Richard F. Riedel, MD: Olaratumab is a monoclonal antibody that targets a protein known as PDGFRα, also known as platelet-derived growth factor receptor alpha. And PDGFR is a transmembrane tyrosine kinase receptor. It sits on the surface of cells, and binding of the ligand to the receptor results in activation of the receptor and signaling through the receptor into the cell for growth signals. The target is an attractive one in cancer, in part because there is increasing recognition that many tumor cells and, in fact, the cells surrounding the tumor in what’s called the tumor microenvironment or the stroma actually overexpress PDGFR. And so, the strategy of targeting a protein that drives the growth signals of tumor cells is an attractive one.

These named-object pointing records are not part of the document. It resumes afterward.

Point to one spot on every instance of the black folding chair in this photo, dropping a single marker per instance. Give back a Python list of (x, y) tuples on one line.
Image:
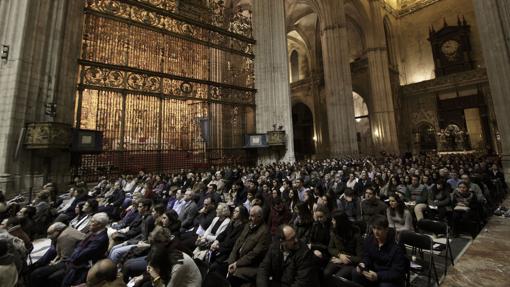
[(213, 279), (439, 228), (342, 282), (421, 242), (203, 267)]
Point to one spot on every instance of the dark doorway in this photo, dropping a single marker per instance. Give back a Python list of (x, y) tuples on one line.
[(302, 120), (427, 136)]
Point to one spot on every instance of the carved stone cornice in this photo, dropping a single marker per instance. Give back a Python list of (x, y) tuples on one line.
[(462, 79), (359, 64), (407, 7), (307, 83)]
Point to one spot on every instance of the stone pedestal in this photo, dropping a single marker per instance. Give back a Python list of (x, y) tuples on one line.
[(337, 78), (493, 17), (272, 75), (382, 114), (44, 39)]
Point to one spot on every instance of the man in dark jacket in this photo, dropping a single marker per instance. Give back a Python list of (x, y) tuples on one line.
[(288, 263), (384, 262), (372, 205), (249, 250)]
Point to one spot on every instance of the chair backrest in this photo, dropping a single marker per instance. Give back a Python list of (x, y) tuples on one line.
[(417, 240), (342, 282), (436, 227), (213, 279), (202, 266)]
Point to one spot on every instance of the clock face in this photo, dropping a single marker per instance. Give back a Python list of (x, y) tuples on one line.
[(450, 49)]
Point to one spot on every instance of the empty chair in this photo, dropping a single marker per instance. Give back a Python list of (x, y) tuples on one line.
[(438, 228), (421, 242)]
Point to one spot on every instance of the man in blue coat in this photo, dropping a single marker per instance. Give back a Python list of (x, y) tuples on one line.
[(384, 261)]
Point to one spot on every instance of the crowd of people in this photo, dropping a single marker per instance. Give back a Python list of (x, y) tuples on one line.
[(307, 223)]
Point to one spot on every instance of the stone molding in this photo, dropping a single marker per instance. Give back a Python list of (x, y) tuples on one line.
[(409, 7), (473, 77)]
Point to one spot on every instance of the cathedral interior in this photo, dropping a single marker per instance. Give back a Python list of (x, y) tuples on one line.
[(114, 88), (106, 86)]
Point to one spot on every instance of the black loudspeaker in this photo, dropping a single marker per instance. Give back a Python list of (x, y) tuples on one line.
[(87, 141)]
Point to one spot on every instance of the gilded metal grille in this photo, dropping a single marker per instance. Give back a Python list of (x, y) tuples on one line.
[(151, 71)]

Brian Van Tine, MD, PhD: The FDA label for this will be within combination with an anthracycline. It doesn’t necessarily have a line of therapy. There are certain soft tissue sarcomas that a lot of medical oncologists have a preference for a different first-line therapy. And so, when you go to use doxorubicin, this should be in combination with it.
So, more specifically, I think the label really does state that it’s for use for any soft tissue sarcoma for which doxorubicin is appropriate and in use in combination for 8 cycles with doxorubicin followed by maintenance, which is an important part of the efficacy of this drug. It’s then used as monotherapy.
Richard F. Riedel, MD: Olaratumab recently received FDA approval for the treatment of soft tissue sarcoma that is not amenable to surgery nor radiation therapy, and for whom treatment with an anthracycline-based chemotherapy backbone is appropriate. The dosing schedule in the phase II study was 15 mg/kg administered intravenously on day 1 and 8 of a 21-day cycle.
Victor Villalobos, MD, PhD: The appropriate dosing for this, in the first-line setting or even in the second- and third-line setting, is to give doxorubicin on day 1 of every 21-day cycle at 75 mg/m2. It’s typically given as a push over 15 minutes. Olaratumab, in the prior studies, has actually been given first, typically within that regimen to watch for any potential reactions, and that’s given at a 15 mg/kg on days 1 and day 8 over 1 hour.